Please merge entries for ix86_split_lea_for_addr.
@@ -16954,7 +16954,7 @@ ix86_lea_outperforms (rtx insn, unsigned int
regno0, unsigned int regno1,
/* If there is no use in memory addess then we just check
that split cost exceeds AGU stall. */
if (dist_use < 0)
- return dist_define >= LEA_MAX_STALL;
+ return dist_define > LEA_MAX_STALL;
You didn't described this change in ChangeLog. Does this affect also
affect benchmark speedup?
+/* Return 0 if regno1 def is nearest to insn and 1 otherwise. */
Watch comment formatting and vertical spaces!
+find_nearest_reg_def (rtx insn, int regno1, int regno2)
IMO, you can return 0, 1 and 2; with 0 when no definitions are found
in the BB, 1 and 2 when either of two regnos are found.
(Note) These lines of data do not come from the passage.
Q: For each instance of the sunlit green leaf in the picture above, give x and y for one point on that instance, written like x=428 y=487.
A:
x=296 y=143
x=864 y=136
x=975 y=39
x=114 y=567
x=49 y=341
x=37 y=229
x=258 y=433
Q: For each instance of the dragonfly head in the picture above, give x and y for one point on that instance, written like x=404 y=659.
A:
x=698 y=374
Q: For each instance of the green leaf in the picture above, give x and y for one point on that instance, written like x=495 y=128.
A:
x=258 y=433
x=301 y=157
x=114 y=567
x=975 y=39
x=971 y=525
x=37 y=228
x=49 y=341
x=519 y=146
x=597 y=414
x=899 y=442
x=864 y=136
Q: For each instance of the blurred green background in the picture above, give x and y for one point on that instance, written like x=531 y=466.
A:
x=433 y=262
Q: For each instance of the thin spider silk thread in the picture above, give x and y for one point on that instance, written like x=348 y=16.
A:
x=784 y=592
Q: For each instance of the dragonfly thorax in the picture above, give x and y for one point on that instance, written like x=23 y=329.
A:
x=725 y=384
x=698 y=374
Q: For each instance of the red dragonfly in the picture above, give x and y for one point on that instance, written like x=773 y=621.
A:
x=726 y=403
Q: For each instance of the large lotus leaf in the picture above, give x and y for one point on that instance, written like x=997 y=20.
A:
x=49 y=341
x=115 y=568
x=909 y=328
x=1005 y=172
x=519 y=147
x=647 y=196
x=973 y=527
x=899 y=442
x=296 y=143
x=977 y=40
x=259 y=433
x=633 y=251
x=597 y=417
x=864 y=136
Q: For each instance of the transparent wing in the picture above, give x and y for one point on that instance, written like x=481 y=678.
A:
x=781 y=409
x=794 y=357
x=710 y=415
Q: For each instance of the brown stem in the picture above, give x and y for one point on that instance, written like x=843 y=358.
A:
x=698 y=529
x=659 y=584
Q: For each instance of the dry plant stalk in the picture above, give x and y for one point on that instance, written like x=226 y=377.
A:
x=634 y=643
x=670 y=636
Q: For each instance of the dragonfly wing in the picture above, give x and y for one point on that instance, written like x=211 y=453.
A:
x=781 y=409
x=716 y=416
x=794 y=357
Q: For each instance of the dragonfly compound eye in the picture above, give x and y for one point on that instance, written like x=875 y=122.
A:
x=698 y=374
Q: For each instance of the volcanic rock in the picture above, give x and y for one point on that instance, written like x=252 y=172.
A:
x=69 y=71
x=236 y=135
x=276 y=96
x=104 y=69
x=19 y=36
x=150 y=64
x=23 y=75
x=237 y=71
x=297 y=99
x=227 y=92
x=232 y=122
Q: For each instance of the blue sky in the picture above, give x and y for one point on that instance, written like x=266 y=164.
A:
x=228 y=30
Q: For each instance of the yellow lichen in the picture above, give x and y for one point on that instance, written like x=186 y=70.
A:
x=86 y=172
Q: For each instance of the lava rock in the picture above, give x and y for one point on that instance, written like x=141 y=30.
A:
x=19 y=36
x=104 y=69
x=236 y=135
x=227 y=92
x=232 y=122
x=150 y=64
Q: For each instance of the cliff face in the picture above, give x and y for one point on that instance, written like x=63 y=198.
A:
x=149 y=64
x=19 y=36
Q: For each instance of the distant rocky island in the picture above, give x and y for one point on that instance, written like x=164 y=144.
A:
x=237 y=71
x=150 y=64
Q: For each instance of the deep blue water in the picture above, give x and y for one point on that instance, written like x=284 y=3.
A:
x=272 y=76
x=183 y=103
Otherwise,
please use bool for function type.
+ if (insn_defines_reg (regno1, regno1, prev))
+ return 0;
+ else if (insn_defines_reg (regno2, regno2, prev))
Please use INVALID_REGNUM as the second argument in the call to
insn_defines_reg when looking for only one regno definition.
- emit_insn (gen_rtx_SET (VOIDmode, target, parts.base));
- tmp = parts.index;
+ rtx tmp1;
+ /* Try to give more opportunities to scheduler -
+ choose operand for move instruction with longer
+ distance from its definition to insn. */
(Hm, I don't think you mean gcc insn scheduler here.)
+ if (find_nearest_reg_def (insn, regno1, regno2) == 0)
+ tmp = parts.index; /* choose index for move. */
+ tmp1 = parts.base;
+ tmp = parts.base;
+ tmp1 = parts.index;
+ emit_insn (gen_rtx_SET (VOIDmode, target, tmp));
+ if (parts.disp && parts.disp != const0_rtx)
+ ix86_emit_binop (PLUS, mode, target, parts.disp);
+ ix86_emit_binop (PLUS, mode, target, tmp1);
(Please use tabs instead of spaces in the added code.)
However, this whole new part can be written simply as following (untested):
if (find_nearest_reg_def (insn, regno1, regno2) == 0)
tmp1 = parts.base, tmp = parts.index;
tmp1 = parts.index, tmp = parts.base;
emit_insn (gen_rtx_SET (VOIDmode, target, tmp1);
Please see how tmp is handled further down in the function.
- ix86_emit_binop (PLUS, mode, target, tmp);
+ ix86_emit_binop (PLUS, mode, target, tmp);
Please watch accidental whitespace changes.